In what I imagine to be my family’s matriarchal lexicon, “good food” has little to do with brand or price. It is almost devoutly anti-packaging. If the produce cannot be held, lightly squeezed, smelled or weighed by hand, it almost certainly cannot be trusted. If the spices are sitting uncovered or were packaged a little too long ago, their pungency has definitely been compromised.

These rules are part science, part generational wisdom.

When my parents moved, with their jobs, further away from Johannesburg’s city centre, trips to individual meat, fish, spice and produce grocers became less frequent as fuel and food prices rose. Large shopping malls were sprouting in every direction, drawing most economic activities into suburban, brand-conscious bubbles.

My adulthood has involved me confusing employees in big retail outlets with my requests for jam tomatoes and dhania (coriander). I’ve found myself seeking out sellers at farmers’ markets to discuss the price of nuts and flours, pausing to share the distress about the latest price and tips on local substitute products. In these moments, I have never imagined myself more like my mother.

Karma, hey.

Most recently, my mother responded compassionately to these coming-of-age melodramas by producing a box of okra from a market close to her home. She had the same proud smile I recalled from her Fordsburg Square days. Curious, I joined her on one of her Saturday market missions.

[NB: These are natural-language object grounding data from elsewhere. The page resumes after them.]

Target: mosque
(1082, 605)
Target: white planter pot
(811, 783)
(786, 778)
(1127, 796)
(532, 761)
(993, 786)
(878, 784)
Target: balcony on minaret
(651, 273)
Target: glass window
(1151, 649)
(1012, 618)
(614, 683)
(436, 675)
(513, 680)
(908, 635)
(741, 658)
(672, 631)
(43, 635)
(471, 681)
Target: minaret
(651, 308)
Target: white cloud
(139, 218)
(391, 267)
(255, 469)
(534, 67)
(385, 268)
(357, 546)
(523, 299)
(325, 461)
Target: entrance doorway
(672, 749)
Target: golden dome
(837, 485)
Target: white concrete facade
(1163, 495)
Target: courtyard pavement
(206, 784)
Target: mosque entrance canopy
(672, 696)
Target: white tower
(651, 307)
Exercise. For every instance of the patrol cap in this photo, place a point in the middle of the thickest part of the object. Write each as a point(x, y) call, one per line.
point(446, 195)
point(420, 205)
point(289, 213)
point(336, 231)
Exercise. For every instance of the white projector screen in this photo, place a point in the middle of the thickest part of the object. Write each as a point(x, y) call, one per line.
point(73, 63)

Past the Mall of Africa, into Midrand’s Vorna Valley and past the new complex with yet another big supermarket, we find ourselves outside Aandal Foods. My mother wastes no time. She’s on the hunt for curry leaves, but gets sidetracked by fresh watercress. I am assigned my old duty of shopping trolley caddy. We bump into family friends we haven’t seen in years. They, too, were drawn to the watercress. Inquiries after our health and wellbeing happen in between exchanges on how best to clean and prepare watercress.

I wander off to meet the owner of the store, Sashnee Naicker. She tells me — between “hellos” and “how-are-yous” to customers — about how the store was opened by her father in 2016 and has grown to service both a growing Indian expat community and the existing diverse population of the area.

Aandal’s products look like this: “Indian veg” sit alongside “Durban wild herbs” (greens, not cannabis), while families of all ethnicities huddle to discuss the curiosities of their grocery expeditions. The store is filled with the buzz of suburban hunting and gathering.

“I love the way food can bring people together,” Naicker says. “I love the fact that no two days are the same. I love the diversity of customers, and the amount I learn every day about the products we stock. What’s nice is building the bridge between diverse people through food.”

Observing the commotion of Saturday mornings at Aandal’s, with my mother somewhere in the thick of it, I can see now what I couldn’t see in my younger, sulkier days. Food brings people together long before it is prepared or eaten. It allows people to share parts of themselves on their own terms.

Acknowledging this brings to mind questions about the cultures represented in the city’s food economy. I wonder whether this is what a Saturday at Newtown’s Market Building (today’s Market Theatre), with its food and vegetable traders, would have been like.

I start to think about food security, land and ghettos, while other thoughts about cultural exchange, social agency and the joy of belonging linger, begging to be addressed with the knowledge that food cannot be divorced from land, no matter how catchy the slogan or pretty the packaging.

Small grocers offer a window into the tangible and intangible joys of local food markets, but they cannot be so few and far between. Our retail food landscape does not yet adequately reflect the cultural and ethnic diversity of who we are and where we come from. Who gets to be the arbiter of food access? The cultural authority? The mega-retail dependency complex?

Please, no.

My Kellogg’s mini-cereal kingdom can wait.